Because the adoption of the regulation was long delayed, FDA allowed the use of colorants listed in the 1972 colorants regulation "until a final regulation is promulgated." In addition, at the time, a few stand-alone regulations cleared certain colorants for use in food packaging, including 21 C.F.R. § 175.300 (the can coatings regulation), which listed various colorants, and 21 C.F.R. § 178.3970, which then cleared ultramarine blue.
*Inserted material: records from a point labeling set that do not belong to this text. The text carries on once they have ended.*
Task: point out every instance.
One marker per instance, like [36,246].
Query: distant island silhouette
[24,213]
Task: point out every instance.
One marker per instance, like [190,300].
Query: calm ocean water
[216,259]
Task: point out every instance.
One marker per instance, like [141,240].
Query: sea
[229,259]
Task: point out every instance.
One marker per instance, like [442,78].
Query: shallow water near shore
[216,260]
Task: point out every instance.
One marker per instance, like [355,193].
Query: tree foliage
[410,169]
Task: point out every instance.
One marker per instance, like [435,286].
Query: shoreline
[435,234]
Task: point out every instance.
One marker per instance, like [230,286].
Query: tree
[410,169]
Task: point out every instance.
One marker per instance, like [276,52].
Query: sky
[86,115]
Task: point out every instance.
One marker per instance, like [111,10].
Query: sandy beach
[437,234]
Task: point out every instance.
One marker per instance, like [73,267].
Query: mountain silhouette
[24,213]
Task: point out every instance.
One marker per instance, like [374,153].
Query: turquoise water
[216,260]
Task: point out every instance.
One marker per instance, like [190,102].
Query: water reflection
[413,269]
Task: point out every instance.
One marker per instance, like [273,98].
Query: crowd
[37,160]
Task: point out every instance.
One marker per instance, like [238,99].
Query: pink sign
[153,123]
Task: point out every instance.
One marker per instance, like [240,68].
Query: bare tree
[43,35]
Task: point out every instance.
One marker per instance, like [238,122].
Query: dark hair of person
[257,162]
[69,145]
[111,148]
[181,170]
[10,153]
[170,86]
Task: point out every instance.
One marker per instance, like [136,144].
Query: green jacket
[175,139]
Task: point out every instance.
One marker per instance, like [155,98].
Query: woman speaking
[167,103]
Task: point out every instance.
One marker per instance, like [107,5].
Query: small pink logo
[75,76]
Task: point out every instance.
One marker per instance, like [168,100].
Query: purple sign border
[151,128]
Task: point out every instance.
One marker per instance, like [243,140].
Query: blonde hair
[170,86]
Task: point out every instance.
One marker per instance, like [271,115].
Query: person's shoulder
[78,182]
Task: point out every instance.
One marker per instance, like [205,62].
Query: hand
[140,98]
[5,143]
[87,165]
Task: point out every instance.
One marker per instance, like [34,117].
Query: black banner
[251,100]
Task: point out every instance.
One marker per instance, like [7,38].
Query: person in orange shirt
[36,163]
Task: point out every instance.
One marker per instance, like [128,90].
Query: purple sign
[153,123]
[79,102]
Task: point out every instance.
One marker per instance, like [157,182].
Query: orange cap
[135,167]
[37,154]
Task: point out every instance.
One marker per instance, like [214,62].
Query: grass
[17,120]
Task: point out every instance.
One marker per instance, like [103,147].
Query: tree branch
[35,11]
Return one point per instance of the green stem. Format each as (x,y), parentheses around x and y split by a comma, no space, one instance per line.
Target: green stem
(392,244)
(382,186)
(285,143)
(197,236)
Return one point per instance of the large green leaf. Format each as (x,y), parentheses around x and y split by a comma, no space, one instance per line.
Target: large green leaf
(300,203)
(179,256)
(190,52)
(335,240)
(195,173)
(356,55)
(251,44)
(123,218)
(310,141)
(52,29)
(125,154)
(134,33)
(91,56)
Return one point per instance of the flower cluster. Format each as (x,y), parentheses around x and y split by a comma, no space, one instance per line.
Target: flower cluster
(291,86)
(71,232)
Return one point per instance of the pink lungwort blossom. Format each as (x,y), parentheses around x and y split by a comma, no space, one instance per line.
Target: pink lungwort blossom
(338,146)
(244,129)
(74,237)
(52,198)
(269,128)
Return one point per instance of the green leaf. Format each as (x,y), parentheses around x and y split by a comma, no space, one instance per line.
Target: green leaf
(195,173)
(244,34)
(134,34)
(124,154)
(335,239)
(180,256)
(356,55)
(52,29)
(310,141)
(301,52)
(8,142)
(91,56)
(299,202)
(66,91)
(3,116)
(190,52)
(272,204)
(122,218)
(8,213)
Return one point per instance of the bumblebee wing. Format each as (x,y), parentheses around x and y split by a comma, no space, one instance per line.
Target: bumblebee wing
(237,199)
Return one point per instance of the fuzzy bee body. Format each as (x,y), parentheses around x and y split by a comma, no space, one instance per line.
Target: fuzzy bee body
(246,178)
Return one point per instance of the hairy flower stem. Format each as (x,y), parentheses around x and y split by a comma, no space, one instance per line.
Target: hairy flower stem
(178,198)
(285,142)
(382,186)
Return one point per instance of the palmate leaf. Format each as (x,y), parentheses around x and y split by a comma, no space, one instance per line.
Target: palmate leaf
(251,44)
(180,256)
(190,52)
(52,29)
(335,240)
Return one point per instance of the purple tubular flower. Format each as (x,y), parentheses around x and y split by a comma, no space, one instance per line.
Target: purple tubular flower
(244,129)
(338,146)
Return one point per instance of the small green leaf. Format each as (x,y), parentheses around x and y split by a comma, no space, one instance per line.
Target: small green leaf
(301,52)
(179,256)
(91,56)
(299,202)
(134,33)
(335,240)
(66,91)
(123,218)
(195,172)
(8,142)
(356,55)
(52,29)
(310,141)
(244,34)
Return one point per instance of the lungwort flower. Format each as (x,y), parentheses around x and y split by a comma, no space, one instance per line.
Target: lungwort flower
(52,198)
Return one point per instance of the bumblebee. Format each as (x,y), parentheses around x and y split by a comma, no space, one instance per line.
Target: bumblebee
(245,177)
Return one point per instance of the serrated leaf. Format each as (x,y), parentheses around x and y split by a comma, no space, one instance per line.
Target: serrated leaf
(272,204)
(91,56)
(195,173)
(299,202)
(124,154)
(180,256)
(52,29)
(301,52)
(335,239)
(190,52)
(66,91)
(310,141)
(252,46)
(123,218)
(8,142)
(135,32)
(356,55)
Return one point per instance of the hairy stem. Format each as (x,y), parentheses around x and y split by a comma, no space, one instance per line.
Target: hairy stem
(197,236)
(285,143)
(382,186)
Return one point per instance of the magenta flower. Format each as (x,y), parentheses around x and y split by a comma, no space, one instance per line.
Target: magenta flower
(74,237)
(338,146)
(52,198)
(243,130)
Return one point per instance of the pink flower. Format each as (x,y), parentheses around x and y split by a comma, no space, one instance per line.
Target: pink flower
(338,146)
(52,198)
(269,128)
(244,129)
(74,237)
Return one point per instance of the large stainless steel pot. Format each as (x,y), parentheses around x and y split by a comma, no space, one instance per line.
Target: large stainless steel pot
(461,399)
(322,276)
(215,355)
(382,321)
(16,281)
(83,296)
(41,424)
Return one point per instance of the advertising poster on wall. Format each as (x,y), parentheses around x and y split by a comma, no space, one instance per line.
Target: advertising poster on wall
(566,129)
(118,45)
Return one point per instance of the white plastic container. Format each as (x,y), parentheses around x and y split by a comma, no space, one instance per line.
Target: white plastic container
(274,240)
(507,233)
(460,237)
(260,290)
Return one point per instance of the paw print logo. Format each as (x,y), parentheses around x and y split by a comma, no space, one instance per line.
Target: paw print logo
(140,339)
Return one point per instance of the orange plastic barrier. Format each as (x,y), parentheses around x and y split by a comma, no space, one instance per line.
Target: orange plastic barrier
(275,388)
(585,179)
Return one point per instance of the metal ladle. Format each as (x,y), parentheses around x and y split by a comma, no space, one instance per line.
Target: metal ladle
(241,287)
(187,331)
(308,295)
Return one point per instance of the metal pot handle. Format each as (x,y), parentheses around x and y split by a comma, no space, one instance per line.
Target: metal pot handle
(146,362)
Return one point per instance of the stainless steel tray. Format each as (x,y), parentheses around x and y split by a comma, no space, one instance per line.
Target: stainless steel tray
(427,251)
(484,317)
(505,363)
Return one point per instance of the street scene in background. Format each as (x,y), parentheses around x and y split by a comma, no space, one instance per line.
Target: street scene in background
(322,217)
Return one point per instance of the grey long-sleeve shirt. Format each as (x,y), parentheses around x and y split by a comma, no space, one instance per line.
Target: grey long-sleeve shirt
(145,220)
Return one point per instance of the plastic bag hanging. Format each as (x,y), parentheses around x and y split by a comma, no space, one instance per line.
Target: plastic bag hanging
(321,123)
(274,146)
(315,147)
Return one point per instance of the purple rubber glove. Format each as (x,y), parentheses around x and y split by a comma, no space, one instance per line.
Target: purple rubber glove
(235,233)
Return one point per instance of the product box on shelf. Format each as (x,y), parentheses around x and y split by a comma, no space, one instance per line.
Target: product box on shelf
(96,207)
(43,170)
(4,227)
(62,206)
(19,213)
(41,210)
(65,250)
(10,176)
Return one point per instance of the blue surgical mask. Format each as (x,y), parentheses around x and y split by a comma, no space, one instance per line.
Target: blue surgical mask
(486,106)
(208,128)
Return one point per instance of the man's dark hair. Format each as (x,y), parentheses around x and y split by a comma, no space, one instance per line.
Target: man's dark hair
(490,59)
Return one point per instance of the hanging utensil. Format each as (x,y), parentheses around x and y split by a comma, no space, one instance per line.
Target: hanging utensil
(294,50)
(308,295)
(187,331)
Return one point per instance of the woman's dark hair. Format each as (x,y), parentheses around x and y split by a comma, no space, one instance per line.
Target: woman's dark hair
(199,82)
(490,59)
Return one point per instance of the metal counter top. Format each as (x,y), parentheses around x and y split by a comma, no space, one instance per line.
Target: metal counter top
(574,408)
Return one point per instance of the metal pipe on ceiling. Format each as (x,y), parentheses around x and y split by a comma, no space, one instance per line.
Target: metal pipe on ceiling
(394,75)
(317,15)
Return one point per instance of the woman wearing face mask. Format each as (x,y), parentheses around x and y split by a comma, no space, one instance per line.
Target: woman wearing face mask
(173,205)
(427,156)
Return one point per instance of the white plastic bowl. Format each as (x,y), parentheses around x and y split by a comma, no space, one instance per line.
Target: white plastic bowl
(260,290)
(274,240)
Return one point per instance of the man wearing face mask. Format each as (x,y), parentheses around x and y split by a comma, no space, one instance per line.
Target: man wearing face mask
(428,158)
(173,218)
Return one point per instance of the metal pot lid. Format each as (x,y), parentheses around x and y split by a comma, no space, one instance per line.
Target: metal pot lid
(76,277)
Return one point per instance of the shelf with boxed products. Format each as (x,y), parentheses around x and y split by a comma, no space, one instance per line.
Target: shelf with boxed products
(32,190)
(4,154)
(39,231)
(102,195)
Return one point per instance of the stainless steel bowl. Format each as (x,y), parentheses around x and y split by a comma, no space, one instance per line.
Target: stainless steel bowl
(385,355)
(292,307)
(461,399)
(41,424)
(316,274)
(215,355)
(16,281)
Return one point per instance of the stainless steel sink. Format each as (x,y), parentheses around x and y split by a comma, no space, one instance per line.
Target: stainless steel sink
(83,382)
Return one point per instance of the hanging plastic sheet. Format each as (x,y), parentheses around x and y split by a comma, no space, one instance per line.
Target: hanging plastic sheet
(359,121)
1983 -- FDA promulgates a new Section 178.3297, "Colorants for Polymers." 48 Fed. Reg. 46773 (October 14, 1983).

Although ostensibly adopting the 1972 proposal, the main purpose was the promulgation of a definition for a "colorant." This regulation left room for the ultimate inclusion of a list of colorants, including those in the 1972 proposal, but for many years only listed three products with limitations. The Preamble acknowledged that the 1972 colorants could continue to be used

1988 -- FDA issues a "Tentative Final Rule" "finalizing" the 1972 proposal, and listing many of the 1972 colorants. 53 Fed. Reg. 11401 (April 6, 1988).

1991 -- FDA issues Final Rule on Colorants for Polymers. 56 Fed. Reg. 42927 (August 30, 1991).

FDA asserts:

  1. "all colorants in polymers will migrate at some level to the food with which the polymers come into contact . . . [and] that all colorants used in polymers are food additives," and
  2. only FDA has authority to determine if a material is a food additive. The Society of the Plastics Industry files Objections and a Petition for Reconsideration of the 1991 Colorants Regulation.

1993 -- FDA issues response to 1991 objections and petitions for reconsideration of the 1991 Colorants for Polymers Rulemaking, denying the petition for reconsideration. 58 Fed. Reg. 67318 (December 21, 1993).

However, FDA clarifies its Preamble language to state as follows:

In the preamble, FDA did not intend to imply that firms could not make their own determination as to whether a particular use of a specific substance does not meet the definition of a food additive.

1994 -- FDA issues Threshold of Regulation Rule. See 60 Fed Reg. 36582 (July 17, 1995).

  • FDA's "threshold of regulation" exempts from regulation as food additives food- contact substances that may migrate to food at low levels, provided that certain criteria are met.

    In particular, under the threshold of regulation, substances that are not known to be carcinogens, and do not contain known carcinogenic constituents that have a TD50 value less than 6.25 mg/kg body weight per day, are eligible for exemption from regulation as food additives if their dietary concentrations are 0.5 ppb or below, or if they are currently regulated for direct addition to food and the dietary exposure to them resulting from the proposed indirect use is less than 1 percent of the dietary intake from the direct additive uses.

  • FDA states in the Preamble that nothing in the new rules "prevent[s] a company from making its own determination that a particular use of a substance does not meet the definition of a 'food additive' in section 201 (s) of the Act." 60 Fed. Reg. at 36589.
  • Currently, some 19 Threshold of Regulation letters address 27 colorants.
  • See

1997 -- The Food and Drug Administration Modernization Act is enacted, allowing for the filing of Food Contact Notifications seeking FDA clearance of a food contact substance, including colorants use in packaging. The FCN system is implemented in early 2000.

  • FCNs become effective in 120 days unless formal substantive objections are interposed by FDA.
  • Generally replaces Food Additive Petitions and Threshold of Regulation filings.
  • Only applies to submitter and its customers.
  • As of 10/01/01, 12 effective FCNs address 13 different colorant substances.